3 Responses to “Reflections on Midwifery”

  1. James Meyer Says:

    We’re having baby #4 within a week or two, and we’ve gone with midwives each time. I would never go back.
    The first we experienced a hemorrhage that required doctor intervention, but the midwives did the actual delivery.
    The second was breach and ended up being a C-Section.
    The third was a surprise breach and required doctors as she was delivered naturally (no drugs even).
    This fourth we are hope to do at home, but if need be, we aren’t far from a hospital.

    Though we have needed doctors each time (so far), I would not give up midwives in place of them. The midwives stayed with during each birth, the care leading up to and out of pregnancy is amazing. After 4 pregnancies, we know our midwives quite well.

    I’m very blessed to live in Ontario as well where this care is free.

    We’re will opt for Vitamin-K if the birthing is rough, but we’re going to obtain it ourselves from goodness me from an organic source as the synthetics are not something we trust.

  2. Joe Q. Says:

    Our story: Used a mid-wife for pregnancy care during first pregnancy, but developmental issues with the fetus forced a transfer-of-care to a high-risk OB clinic. Wife ended up being induced at 39 weeks. We did hire a doula who happened to be a midwife-in-training, and the nurse present at delivery was a midwife in a former life, so we had a better experience than most. (The kid is perfectly healthy, by the way.)

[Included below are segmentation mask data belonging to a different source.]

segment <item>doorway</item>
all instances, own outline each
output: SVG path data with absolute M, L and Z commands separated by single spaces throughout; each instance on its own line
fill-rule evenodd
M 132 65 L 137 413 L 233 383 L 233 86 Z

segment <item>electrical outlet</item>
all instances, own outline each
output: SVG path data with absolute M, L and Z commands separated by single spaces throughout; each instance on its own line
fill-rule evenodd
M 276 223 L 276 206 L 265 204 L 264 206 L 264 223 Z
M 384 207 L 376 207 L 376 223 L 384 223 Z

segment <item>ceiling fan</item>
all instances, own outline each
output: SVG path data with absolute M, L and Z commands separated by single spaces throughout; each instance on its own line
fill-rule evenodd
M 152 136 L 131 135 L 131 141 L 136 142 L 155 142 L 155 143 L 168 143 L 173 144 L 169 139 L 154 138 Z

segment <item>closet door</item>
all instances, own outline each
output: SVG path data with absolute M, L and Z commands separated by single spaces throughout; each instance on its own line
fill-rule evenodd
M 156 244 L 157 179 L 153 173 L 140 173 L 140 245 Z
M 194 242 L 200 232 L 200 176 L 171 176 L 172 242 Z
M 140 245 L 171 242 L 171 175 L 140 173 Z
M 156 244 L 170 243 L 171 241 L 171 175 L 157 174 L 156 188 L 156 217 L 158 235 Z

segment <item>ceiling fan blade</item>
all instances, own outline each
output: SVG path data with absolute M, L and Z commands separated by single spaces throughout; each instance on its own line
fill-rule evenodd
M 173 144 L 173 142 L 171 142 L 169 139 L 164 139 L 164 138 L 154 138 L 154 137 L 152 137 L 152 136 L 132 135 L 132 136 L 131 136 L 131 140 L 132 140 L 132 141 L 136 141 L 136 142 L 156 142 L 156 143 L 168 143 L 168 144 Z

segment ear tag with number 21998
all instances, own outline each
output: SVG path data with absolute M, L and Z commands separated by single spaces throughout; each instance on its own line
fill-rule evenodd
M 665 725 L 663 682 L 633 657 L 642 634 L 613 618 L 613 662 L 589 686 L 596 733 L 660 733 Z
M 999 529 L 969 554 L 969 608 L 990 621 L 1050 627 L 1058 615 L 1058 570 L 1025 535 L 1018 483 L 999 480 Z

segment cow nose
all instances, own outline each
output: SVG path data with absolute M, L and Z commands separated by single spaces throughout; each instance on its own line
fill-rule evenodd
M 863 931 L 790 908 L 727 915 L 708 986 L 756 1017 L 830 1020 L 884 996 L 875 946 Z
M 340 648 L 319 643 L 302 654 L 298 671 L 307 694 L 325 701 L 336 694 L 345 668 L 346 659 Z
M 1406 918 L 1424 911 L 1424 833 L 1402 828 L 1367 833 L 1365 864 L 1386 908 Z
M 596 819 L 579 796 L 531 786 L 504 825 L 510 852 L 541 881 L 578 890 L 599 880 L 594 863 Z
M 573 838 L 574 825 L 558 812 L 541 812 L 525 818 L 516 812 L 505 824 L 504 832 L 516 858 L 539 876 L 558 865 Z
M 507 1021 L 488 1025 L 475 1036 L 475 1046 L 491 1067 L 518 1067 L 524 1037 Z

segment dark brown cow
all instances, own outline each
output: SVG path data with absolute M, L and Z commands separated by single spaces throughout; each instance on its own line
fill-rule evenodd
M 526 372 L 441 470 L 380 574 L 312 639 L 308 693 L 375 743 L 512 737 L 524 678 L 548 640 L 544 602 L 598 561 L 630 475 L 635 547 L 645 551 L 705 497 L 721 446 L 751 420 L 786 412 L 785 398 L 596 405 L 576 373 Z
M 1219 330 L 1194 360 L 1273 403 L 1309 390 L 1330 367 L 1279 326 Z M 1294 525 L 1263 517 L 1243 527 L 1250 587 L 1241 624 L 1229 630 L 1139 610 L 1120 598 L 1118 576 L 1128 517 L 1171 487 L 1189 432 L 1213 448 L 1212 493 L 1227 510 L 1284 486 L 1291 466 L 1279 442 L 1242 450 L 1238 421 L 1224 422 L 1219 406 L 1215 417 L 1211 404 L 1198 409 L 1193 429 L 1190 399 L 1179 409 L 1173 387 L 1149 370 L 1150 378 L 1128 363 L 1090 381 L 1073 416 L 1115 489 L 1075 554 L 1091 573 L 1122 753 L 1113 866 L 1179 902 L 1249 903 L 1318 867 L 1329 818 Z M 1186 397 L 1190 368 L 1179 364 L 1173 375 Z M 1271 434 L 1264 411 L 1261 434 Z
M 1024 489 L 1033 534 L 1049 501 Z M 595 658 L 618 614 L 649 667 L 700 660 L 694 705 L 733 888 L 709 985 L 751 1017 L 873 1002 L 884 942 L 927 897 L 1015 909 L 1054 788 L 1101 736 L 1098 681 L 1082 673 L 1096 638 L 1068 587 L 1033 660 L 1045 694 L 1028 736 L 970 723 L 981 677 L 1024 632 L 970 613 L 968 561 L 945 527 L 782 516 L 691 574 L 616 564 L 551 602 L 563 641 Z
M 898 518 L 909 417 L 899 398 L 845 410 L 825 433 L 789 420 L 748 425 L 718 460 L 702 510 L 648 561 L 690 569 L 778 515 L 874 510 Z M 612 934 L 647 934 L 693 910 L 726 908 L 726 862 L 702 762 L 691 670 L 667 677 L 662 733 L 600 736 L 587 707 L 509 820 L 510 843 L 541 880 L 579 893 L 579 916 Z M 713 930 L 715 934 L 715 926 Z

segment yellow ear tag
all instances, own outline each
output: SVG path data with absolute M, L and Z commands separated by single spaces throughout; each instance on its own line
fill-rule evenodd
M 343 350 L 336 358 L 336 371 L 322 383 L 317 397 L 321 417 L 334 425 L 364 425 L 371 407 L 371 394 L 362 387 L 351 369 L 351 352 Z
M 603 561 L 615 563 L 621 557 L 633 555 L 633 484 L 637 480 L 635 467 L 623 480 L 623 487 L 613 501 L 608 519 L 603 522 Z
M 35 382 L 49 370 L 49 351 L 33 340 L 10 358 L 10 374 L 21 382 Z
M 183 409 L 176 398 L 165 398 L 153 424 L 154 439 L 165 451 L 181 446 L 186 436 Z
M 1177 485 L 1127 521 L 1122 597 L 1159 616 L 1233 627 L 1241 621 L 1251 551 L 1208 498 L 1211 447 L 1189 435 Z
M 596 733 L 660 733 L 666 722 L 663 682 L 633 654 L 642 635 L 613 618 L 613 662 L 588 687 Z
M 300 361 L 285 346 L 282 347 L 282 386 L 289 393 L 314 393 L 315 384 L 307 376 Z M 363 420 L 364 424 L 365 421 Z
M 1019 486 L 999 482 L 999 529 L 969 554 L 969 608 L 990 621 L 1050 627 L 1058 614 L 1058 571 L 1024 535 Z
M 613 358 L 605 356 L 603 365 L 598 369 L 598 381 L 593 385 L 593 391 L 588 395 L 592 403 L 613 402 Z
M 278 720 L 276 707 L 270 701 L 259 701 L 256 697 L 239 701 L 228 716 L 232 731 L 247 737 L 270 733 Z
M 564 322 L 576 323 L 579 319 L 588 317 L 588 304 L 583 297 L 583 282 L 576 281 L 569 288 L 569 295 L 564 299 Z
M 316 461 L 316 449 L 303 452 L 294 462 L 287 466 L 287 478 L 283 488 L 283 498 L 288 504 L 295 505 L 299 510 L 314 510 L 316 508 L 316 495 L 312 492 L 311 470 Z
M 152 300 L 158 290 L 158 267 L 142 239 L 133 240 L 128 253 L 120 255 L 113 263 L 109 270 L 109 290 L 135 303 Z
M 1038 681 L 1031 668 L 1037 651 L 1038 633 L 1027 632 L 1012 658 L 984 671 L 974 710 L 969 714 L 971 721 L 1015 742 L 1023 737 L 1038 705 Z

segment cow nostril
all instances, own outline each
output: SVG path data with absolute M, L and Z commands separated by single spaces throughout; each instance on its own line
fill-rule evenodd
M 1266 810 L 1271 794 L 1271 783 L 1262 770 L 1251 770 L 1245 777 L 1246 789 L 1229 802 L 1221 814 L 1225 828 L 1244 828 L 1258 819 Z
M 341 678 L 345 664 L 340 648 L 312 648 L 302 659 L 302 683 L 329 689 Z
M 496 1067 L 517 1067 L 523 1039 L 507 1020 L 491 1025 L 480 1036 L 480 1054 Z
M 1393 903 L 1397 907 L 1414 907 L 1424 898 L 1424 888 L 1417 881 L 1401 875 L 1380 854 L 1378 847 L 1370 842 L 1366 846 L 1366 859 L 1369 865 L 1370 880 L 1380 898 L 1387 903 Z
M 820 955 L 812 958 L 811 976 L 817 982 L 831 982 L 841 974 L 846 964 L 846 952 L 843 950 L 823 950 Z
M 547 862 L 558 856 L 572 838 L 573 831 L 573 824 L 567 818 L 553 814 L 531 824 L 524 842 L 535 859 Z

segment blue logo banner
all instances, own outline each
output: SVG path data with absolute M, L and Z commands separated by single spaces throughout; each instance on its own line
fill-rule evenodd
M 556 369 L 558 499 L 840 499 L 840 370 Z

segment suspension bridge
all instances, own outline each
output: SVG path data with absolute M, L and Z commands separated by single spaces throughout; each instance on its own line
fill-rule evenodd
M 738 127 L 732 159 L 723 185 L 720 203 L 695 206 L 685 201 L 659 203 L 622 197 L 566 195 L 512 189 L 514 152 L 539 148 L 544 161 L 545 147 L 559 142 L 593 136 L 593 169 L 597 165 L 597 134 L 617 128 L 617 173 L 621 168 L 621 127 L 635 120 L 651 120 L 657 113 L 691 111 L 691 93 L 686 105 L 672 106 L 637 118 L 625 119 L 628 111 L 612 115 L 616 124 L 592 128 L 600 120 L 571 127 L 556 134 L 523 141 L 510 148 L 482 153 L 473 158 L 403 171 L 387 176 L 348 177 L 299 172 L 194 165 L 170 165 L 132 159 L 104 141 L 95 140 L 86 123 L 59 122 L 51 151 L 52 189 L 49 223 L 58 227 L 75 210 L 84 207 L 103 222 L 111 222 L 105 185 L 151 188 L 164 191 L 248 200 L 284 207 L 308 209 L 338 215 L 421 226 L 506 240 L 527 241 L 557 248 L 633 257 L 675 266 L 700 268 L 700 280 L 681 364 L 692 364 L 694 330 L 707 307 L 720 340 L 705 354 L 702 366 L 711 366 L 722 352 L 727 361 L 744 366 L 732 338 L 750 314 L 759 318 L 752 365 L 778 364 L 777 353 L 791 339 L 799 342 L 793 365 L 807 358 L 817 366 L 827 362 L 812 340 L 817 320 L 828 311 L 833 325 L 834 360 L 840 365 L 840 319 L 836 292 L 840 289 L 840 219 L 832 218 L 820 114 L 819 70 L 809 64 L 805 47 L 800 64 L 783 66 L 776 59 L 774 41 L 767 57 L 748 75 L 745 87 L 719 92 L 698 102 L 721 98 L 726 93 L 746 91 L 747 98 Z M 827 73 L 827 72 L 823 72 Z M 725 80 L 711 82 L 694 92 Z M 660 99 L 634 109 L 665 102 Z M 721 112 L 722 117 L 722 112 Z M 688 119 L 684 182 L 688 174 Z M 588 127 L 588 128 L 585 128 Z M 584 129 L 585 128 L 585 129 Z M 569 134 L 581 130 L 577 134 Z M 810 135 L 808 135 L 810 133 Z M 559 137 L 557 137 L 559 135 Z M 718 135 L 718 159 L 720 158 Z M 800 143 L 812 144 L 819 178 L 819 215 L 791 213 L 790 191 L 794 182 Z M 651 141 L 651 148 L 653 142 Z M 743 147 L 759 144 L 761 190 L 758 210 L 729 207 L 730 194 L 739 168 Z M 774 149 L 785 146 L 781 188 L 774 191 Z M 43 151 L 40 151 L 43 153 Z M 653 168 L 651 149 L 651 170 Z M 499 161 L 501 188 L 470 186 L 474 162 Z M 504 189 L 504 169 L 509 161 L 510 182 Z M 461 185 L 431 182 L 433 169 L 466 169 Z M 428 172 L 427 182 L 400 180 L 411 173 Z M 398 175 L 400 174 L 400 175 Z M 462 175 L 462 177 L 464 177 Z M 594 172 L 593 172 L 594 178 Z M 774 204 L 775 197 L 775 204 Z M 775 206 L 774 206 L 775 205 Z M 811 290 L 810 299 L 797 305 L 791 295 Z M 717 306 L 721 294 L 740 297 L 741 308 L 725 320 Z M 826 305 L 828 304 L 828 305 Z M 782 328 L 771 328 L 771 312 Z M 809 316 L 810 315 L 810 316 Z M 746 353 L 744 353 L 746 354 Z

    For kid number 2, there were no complications during pregnancy, all care was provided by the midwife, delivery in the hospital with midwives. Wife went into labour at midnight, irregular contractions until about 9-10am, then increasingly regular frequent contractions. At hospital at 2pm, baby born 6pm with no epidural or other drugs, home by 9pm.

    I agree with you that many people automatically associate midwives with home births. I think much of this comes from the US, where midwifery is a fringe thing. We had no interest in having the baby at home.

  3. Potato Says:

    Thanks for your experience, Joe!